En 2007, S.N, un diacre du diocèse de Toulouse en voie vers le sacerdoce est accusé par une paroissienne d’abus sexuels. Bien qu’elle ne porte finalement pas plainte, la procédure canonique suit son cours, et après un procès canonique en bonne et due forme, le diacre est renvoyé de l’état clérical le 30 août 2011, décision confirmée par la Rote le 22 juin 2015. Tout ce temps, il garde son logement mis à disposition par l’association diocésaine de Toulouse, mais le 7 juin 2016 il est finalement mis en demeure de le libérer, neuf ans après les faits, cinq après son renvoi de l’état clérical.
S’érigeant contre cette dernière décision, il porte plainte devant la justice des hommes et réclame 675.000 euros (!) d’indemnité au diocèse de Toulouse pour la perte de son logement de fonction, de ses revenus et de sa sécurité sociale.
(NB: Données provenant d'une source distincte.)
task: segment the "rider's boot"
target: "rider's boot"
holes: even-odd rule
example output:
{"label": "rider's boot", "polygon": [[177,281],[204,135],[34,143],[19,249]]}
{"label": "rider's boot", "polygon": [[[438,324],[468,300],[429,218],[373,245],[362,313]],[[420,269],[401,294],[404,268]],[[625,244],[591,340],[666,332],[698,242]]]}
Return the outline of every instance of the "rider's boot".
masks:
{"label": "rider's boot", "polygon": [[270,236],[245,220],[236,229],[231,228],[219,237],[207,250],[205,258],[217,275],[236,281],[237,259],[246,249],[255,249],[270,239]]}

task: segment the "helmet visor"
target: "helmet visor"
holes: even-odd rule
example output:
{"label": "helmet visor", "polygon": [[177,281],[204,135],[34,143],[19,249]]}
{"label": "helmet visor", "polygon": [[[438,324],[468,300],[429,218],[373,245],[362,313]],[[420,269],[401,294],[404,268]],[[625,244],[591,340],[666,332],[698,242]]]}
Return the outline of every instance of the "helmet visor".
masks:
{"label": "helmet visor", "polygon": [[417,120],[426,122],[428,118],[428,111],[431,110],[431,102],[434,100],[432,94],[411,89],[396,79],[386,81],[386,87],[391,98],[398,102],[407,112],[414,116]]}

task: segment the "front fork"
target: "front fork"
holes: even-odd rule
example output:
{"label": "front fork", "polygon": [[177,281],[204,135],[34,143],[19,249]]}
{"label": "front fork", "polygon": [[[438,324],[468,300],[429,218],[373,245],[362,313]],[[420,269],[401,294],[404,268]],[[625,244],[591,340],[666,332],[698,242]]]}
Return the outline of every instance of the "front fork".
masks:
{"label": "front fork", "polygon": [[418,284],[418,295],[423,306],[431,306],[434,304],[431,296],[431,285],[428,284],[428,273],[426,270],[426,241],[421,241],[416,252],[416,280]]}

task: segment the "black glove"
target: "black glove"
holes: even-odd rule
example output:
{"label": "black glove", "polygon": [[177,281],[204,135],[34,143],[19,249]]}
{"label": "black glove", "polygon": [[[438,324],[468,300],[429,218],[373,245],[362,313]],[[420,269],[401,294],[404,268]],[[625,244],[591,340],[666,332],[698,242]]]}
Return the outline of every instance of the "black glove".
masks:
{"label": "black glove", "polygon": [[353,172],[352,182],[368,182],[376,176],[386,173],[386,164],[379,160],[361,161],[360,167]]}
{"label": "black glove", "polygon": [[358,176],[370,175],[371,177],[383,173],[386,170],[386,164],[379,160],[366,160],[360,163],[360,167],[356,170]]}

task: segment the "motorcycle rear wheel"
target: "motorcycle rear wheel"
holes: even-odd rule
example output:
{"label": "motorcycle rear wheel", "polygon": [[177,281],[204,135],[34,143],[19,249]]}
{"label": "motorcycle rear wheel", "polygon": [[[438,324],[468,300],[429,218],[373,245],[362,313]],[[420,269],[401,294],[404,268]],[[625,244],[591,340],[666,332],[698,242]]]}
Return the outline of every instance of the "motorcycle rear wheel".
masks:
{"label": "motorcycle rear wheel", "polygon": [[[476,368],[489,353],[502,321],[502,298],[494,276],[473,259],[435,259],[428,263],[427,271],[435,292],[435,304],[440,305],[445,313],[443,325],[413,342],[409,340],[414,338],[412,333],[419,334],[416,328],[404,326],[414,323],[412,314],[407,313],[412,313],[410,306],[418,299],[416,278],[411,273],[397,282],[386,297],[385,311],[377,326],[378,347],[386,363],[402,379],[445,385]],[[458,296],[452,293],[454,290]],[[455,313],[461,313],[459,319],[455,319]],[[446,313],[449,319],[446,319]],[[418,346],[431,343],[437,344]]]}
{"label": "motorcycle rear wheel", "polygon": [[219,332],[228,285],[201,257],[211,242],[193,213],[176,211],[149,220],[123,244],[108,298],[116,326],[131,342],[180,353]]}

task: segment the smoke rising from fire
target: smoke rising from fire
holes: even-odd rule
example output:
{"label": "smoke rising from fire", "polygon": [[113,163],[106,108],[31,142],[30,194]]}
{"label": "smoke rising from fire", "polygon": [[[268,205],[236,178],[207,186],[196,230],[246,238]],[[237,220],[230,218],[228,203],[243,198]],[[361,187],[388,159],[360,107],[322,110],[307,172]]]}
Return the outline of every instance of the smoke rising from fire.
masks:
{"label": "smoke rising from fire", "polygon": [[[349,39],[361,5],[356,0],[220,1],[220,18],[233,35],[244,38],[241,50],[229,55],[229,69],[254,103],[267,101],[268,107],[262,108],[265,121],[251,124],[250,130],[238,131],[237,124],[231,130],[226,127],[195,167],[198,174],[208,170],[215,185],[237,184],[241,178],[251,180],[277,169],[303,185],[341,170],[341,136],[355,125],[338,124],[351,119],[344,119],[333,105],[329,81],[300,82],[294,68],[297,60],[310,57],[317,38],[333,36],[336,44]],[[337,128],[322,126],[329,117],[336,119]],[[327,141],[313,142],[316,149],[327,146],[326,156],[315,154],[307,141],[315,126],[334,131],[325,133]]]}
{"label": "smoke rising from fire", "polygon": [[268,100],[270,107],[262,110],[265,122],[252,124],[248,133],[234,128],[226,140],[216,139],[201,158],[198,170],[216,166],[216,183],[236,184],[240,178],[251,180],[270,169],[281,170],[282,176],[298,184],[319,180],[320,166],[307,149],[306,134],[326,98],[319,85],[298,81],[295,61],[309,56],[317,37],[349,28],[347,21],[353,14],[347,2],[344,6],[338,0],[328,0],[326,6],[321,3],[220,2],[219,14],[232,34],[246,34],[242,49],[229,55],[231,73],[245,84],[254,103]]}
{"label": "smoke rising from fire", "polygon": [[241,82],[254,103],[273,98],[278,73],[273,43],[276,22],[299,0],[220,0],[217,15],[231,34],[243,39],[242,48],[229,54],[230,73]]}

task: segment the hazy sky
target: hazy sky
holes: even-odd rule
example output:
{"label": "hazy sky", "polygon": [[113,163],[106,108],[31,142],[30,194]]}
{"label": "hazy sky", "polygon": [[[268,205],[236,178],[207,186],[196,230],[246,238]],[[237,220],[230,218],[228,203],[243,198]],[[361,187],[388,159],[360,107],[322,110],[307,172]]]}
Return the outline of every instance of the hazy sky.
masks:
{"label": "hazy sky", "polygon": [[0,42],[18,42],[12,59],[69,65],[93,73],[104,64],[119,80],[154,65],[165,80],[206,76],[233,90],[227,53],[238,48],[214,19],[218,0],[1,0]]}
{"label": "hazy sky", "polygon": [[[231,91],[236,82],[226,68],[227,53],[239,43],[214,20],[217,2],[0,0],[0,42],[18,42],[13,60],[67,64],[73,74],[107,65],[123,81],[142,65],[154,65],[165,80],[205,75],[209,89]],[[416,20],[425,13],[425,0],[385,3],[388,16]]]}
De recours en recours, la procédure aboutit à la Cour de Cassation, qui confirme dans son arrêt du 4 avril dernier l’incompétence du juge judiciaire pour contrôler les décisions d’une autorité religieuse de renvoyer ou non ses ministres du culte, s’appuyant sur les jurisprudences du Conseil Constitutionnel (libre exercice des cultes, principe de laïcité) et de la CEDH qui garantit l’autonomie des communautés religieuses. Elle condamne aussi l’ex-diacre aux dépens. Une question reste cependant sans réponse – qu’est-ce qui a pris Mgr Marcus de l’ordonner diacre ?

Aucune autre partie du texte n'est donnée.